CONCLUSION.

While the physiologist is quietly working, making slow but sure progress, his critics, friendly and otherwise, buzz about him like bees. There are some who are in a chronic state of excitement, expecting a revolutionizing discovery from hour to hour; there are others who assure him that he has reached the limit of human powers of comprehension, and can never know much more than he does to-day; and, lastly, there are those who declare that he has done next to nothing, and that his utmost endeavours have failed to effect any real result, and leave all the important secrets of life untouched.

No one knows better than the physiologist how mistaken is the oversanguine class first mentioned. In no department of science, certainly not in physiology, is it possible to reach the top of the ladder by a bound; each rung must be mastered in order. In invading the unknown land the scientist must thoroughly explore and effectively occupy as he advances. He must annex as he goes along; the flying columns which try to reach the enemy’s capital by a dash are never heard of again. In physiology the publication of the various steps is sometimes withheld until the objective has been reached, but our knowledge of life is like Solomon’s temple: a David collects the material, and his successor raises the edifice. The world watches it grow. It is not like those bewildering and unstable palaces of the ‘Arabian Nights,’ built by genii in a single night, and often vanishing as mysteriously.

In every age there have existed people who declare that men can never know more than they do at the moment. There were plenty of them when the science of physiology was unborn, and there will be plenty more of them a hundred years hence; only then they will refer with tolerant amusement to the crude and elementary ideas of their predecessors at the beginning of the twentieth century.

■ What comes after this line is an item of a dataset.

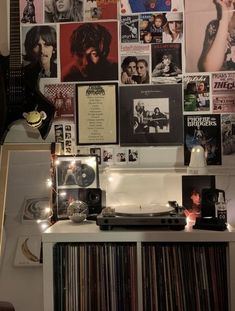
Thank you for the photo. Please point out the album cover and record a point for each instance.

The third class, who take such delight in minimizing the achievements of the physiologist, usually are found, if anyone takes them seriously, to know very little either about the science of physiology itself or the history of its growth. I leave the reader to form his own verdict upon the value of the results obtained from their exceedingly brief and sketchy description in this little volume, with the remark that the science is barely more than three-quarters of a century old, and the most important additions to our knowledge have been made within the last twenty years.

There were, paradoxical as it may sound, great physiologists before then; the work of Harvey, who three centuries ago discovered the circulation of the blood, is above all praise; but how nebulous must have been their ideas may be seen from the following facts: It was only at the beginning of the nineteenth century that the atomic theory of matter was formulated; it was not until twenty years later that the world was startled by a daring chemist who showed that organic compounds obeyed the same natural laws as inorganic; and not until ten years later was the cellular structure of animals, the groundwork in all study of life, recognised.

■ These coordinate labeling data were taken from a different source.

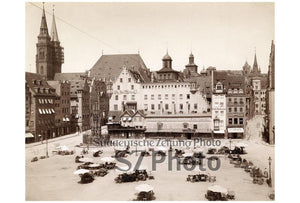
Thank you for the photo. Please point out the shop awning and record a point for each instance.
(235, 130)
(29, 135)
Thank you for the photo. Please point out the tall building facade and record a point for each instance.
(40, 107)
(49, 56)
(270, 109)
(62, 107)
(219, 110)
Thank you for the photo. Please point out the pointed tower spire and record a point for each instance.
(255, 66)
(44, 27)
(54, 35)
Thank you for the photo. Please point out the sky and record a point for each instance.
(223, 35)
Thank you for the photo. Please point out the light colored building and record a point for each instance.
(62, 107)
(172, 98)
(125, 91)
(219, 110)
(169, 105)
(259, 91)
(40, 105)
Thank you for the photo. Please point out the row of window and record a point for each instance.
(235, 109)
(45, 101)
(121, 80)
(260, 93)
(235, 100)
(167, 107)
(125, 97)
(235, 121)
(235, 91)
(159, 96)
(166, 86)
(119, 87)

Even when the science was set upon firm foundations, progress was at first necessarily slow: the organic chemist took some time in examining and classifying the compounds met with in the body—he has not finished yet; and even when the cell theory was grasped, it required much ingenuity and long patience to devise ways of examining organs under the microscope, so that their structure could be made out. The microscope itself was a poor toy fifty years ago, magnifying a diameter ten times where now it magnifies a hundred, and giving only a dim and distorted image. The perfecting of the microscope, and the introduction of anæsthetics and antiseptics, have led to enormous strides being made within the last two decades.

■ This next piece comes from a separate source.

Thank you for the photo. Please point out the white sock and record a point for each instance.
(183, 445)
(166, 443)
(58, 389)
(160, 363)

The result of the advance in chemical knowledge, and the introduction of fresh aids to investigation, led to the discarding of vital force as a working hypothesis. Vital force was the bane of the earlier biologists. They made it accountable for all they could not understand, and with this restatement of their difficulties—a restatement which they called an explanation—refrained from further research. But when it was found that many of these inexplicable phenomena, though refractory, yielded to careful study, and could be explained by chemical and physical laws, the physiologist ceased to say of them, ‘They are problems connected with Life, and therefore explained by Vital Force, which is past man’s understanding,’ and frankly admitted that there were many things which he did not as yet fathom. Recently a vitalistic school has cropped up again, declaring that all that it cannot understand must infallibly be due to some occult agency. It shows remarkable vitality in surviving the shocks of successive discoveries.

Turning once more to the present day, we will conclude with a brief glance round a physiological laboratory, and see by what methods the physiologist is preparing future surprises. The chemical department first claims our attention. The imports and exports of animals are carefully balanced, and the changes produced in the food examined. The animal is enclosed in an airtight chamber, air of known composition being pumped into it, and the air which escapes analyzed. The animal most used for this experiment is man himself, since he will take rest and exercise to order, the latter usually on the treadmill, by which it can be also measured, and can be relied upon not to while away the tedium of his imprisonment by gnawing holes in the walls or upsetting his food.